Tuesday 25 June 2024

Ancient Greece has Elegant Variations for the Beast with Two Backs.

Since that which Helen did and ended Troy . . .*


Apart from drawing on the limitless resources of a first class scholar-brain, poet Robert Graves in his Greek Myths (1955) is a master of the the Elegant Variation (i.e. the ‘practice of never using the same word twice in the same sentence or passage,’ according to Fowler), in this instance the reluctance of Graves’s poetic impulse to repeat the verbing of the act of coitus. Yet it’s a unique effect achieved by him in blunt worldly English prose.

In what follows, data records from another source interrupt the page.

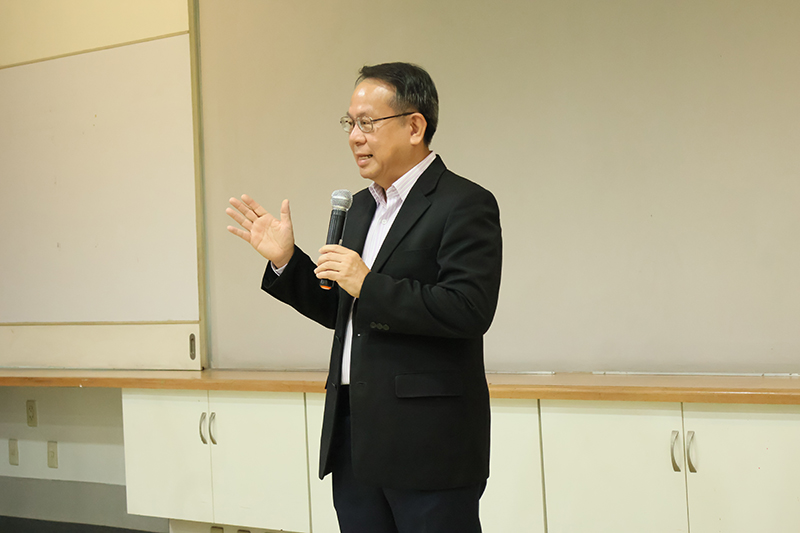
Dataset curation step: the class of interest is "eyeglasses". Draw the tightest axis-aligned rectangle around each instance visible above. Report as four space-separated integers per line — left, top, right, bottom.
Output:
339 111 416 133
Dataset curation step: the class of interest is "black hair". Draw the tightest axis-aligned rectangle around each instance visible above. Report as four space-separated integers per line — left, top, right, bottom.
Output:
356 63 439 146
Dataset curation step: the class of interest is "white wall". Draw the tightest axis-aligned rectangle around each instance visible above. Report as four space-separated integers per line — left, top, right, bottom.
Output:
200 0 800 372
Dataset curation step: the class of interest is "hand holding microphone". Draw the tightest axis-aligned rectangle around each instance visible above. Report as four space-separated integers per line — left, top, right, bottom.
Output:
314 190 369 298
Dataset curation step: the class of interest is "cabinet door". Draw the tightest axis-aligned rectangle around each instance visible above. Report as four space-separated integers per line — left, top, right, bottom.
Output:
684 404 800 533
209 391 310 532
481 399 545 533
306 392 339 533
122 389 213 522
541 400 694 533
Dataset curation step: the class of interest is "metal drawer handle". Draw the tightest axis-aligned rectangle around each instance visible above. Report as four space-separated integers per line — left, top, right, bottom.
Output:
686 431 697 474
208 412 217 444
200 411 208 444
669 431 681 472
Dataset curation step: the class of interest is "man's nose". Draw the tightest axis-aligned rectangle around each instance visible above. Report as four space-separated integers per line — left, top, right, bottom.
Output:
350 124 367 144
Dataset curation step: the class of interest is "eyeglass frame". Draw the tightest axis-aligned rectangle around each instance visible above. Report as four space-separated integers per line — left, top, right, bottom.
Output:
339 111 418 134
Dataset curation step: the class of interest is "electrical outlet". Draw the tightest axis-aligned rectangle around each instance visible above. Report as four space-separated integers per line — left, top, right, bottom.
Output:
25 400 39 428
8 439 19 466
47 440 58 468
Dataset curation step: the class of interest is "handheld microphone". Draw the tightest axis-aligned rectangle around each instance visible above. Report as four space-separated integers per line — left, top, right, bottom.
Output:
319 189 353 290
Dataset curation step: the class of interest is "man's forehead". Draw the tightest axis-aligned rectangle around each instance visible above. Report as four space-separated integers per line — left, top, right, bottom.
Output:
350 79 395 113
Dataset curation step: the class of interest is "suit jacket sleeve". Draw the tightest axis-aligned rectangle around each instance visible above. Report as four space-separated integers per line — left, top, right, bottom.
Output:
261 246 339 329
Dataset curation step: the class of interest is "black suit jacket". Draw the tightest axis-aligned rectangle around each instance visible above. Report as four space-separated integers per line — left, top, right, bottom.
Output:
262 157 502 490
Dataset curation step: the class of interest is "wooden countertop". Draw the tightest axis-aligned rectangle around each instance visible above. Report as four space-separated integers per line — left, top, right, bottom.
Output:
0 369 800 404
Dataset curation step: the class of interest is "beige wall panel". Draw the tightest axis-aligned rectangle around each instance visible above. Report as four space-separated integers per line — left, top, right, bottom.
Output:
200 0 800 372
0 324 201 370
0 0 189 67
0 35 199 323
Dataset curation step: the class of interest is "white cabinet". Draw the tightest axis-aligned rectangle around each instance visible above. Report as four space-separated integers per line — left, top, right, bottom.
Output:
541 400 694 533
480 399 545 533
122 389 310 532
306 394 545 533
541 400 800 533
684 404 800 533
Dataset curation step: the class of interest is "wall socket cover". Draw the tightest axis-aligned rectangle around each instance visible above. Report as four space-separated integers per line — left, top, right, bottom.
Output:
47 441 58 468
25 400 39 428
8 439 19 466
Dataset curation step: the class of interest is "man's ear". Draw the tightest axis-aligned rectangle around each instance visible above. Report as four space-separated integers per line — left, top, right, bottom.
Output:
408 113 428 146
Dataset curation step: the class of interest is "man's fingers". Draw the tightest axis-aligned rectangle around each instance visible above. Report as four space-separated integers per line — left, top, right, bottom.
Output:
242 194 270 222
225 207 252 229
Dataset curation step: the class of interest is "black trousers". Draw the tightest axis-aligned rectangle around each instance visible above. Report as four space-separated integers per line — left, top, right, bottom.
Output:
332 386 486 533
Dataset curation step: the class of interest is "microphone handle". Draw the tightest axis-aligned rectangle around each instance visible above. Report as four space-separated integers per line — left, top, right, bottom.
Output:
319 209 347 290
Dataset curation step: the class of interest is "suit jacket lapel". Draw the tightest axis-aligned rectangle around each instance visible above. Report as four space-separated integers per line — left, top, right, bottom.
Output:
372 155 446 272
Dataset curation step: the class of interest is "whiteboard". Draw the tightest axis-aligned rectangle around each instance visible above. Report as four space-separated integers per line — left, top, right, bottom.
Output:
0 35 199 323
0 35 201 369
200 0 800 373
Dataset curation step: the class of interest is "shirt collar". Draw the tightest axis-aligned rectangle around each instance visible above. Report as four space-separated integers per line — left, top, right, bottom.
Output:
369 152 436 206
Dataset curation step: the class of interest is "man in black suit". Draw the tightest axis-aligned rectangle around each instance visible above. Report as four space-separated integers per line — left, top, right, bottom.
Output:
228 63 501 533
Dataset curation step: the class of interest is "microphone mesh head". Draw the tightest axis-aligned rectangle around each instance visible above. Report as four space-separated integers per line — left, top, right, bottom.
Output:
331 189 353 211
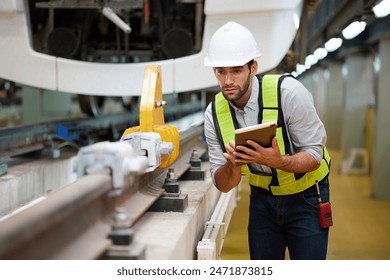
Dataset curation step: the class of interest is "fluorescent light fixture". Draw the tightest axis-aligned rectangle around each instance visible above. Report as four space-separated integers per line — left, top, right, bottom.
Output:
325 38 343 52
296 63 306 75
305 54 318 69
372 0 390 17
342 21 367 40
313 48 328 60
293 13 300 30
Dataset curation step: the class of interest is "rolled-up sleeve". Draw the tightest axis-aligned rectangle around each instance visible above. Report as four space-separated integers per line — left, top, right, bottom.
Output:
281 78 327 163
204 103 226 184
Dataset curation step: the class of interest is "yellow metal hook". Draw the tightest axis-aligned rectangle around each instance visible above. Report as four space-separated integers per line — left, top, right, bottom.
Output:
122 65 180 168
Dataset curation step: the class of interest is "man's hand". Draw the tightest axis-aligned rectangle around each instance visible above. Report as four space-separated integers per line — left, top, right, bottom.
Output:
233 137 320 173
223 141 245 166
233 137 282 168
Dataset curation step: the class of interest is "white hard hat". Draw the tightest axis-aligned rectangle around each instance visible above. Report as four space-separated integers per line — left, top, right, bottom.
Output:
204 21 261 67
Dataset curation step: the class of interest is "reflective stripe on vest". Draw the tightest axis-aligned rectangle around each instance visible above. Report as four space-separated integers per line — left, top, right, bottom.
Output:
213 75 330 195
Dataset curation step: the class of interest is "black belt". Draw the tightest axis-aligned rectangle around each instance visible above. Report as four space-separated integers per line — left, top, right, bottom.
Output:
250 176 329 195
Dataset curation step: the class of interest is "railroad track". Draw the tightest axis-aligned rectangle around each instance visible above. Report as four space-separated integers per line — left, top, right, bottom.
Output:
0 112 213 259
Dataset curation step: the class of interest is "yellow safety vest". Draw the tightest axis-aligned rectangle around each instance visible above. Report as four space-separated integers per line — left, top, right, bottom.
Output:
212 75 330 195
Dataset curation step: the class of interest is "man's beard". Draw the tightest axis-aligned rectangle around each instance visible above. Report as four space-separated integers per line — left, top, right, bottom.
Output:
221 72 251 102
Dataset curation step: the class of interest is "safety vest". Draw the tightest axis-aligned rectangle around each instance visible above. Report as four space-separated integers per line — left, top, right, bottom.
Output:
212 75 330 195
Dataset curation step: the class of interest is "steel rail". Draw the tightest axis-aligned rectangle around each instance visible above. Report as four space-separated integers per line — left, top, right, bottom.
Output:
0 123 206 259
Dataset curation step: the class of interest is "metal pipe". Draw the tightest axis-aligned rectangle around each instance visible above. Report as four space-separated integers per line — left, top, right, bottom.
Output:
102 7 131 33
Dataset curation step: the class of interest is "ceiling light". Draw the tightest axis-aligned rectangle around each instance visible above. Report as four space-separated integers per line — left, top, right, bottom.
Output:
305 54 318 69
296 63 306 75
313 48 328 60
372 0 390 17
342 21 367 40
325 38 343 52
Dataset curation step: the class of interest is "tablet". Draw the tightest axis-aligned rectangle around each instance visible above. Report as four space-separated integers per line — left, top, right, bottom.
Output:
235 121 277 148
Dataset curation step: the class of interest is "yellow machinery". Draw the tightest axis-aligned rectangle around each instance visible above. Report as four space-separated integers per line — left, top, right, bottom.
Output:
122 65 180 168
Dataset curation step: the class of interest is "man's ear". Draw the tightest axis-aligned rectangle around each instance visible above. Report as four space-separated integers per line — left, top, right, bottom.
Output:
251 60 259 76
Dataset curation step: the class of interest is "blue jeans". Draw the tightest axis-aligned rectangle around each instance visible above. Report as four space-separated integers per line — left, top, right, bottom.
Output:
248 180 329 260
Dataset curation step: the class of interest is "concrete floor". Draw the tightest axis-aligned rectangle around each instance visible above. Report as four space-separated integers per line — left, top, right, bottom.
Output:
221 150 390 260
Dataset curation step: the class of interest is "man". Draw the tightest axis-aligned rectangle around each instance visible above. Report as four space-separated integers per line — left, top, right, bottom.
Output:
205 22 331 259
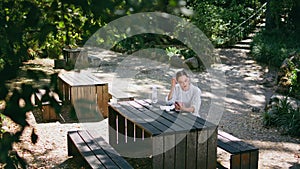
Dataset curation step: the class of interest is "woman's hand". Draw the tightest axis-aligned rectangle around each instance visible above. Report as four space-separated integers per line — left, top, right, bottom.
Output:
175 102 183 111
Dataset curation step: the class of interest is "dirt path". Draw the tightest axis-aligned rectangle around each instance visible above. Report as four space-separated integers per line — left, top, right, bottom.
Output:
2 49 300 169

And in his poetry, too, these characteristic soldierly conceits in plainest English may be observed and relished. 
 
A typical bravura performance is Graves’s cautionary verse, Down, Wanton, Down! where he writes, ‘Love may be blind, but Love at least / Knows what is man and what mere beast . . . ’  There’s no cheap innuendo but the wit of a would-be lover laying siege to his intended and ‘. . . sworn to reach / The ravelin and effect a breach . . .’
 
A shaving mirror Heracles.
These examples of Graves’s poetic facility are as inventive as the seducer Zeus’s metamorphosing deceptions. Zeus, libidinous son of a Titan, and husband to his sister, Hera, is a shape-shifting lover to innumerable ensnared victims with whom he ‘consorts’. And, of course, we may imagine Graves’s identification with Olympian gods and heroes is the more intense for his resemblance to Heracles, son of Zeus and legendary lover,  for surely the similarity did not escape his notice each time he regarded his own flattened nose in his shaving mirror (‘Crookedly broken nose – low tackling caused it . . .’) 
 
Heracles . . . bellicose warrior with flattened nose.
 
Fifty nights of Herculean bed-hopping.
Doubtless, the resemblance did not end at Graves’s nose. Graves’s identification with the legendary Heracles/Hercules can be measured by the zest with which the poet relates Hercules’s Thirteenth Labour: ‘Heracles lodged at Thespiaie for fifty nights running.’ Thespius, king of Thespiae, ‘. . . had fifty daughters’ [and] ‘fearing that they might make unsuitable matches, he determined that every one of them should have a child by Heracles . . . Some say, however, that he enjoyed them all in a single night . . . ’
 
(Note: Lest the charge of flippancy be levelled against me for these musings on the fate of women at the hands of those who return triumphant from the martial field, please refer to the Soviet Weekly for January 17 1946 and certain testimonies from demobilised soldiers returning from the Manchzhurskaya Strategicheskaya Nastupatelnaya Operaciya (Manchurian Strategic Offensive Operation) of the previous year. https://catherineeisnerfrance.blogspot.com/2017/09/correction-notice-soviet-weekly-january.html
 
So, for your interest, here then are itemised the robust demotic verbing Robert Graves (a venerated WW1 combatant) deploys in his Myths, though it’s entirely possible there are other not dissimilar usages in his masterly and soldierly despatches of salacious goings-on reported from the Heights of Olympus I have regrettably overlooked.

bed with

bedded

begot on her

caught at last and got with child

[with whom] he companied 

couple with

courted by

covered her

do as he pleased with her

enjoyed each other

tried to force her

[woman is] no more than an inert furrow

[in which] the husbandsman plants his seed

[with whom] he lay for nine nights

lay together

forced her to lie with him

forcibly married

mounted

on whom he begot

outrage her

taken to wife

took his pleasure (cf. verb pleasure)

touched her to some purpose

trod her triumphantly (Zeus in guise of swan)

ravished her

violated her

violent love made to her

had his will of 

yielded to embraces

 

 

*Sonnet VI by Edna St. Vincent Millay.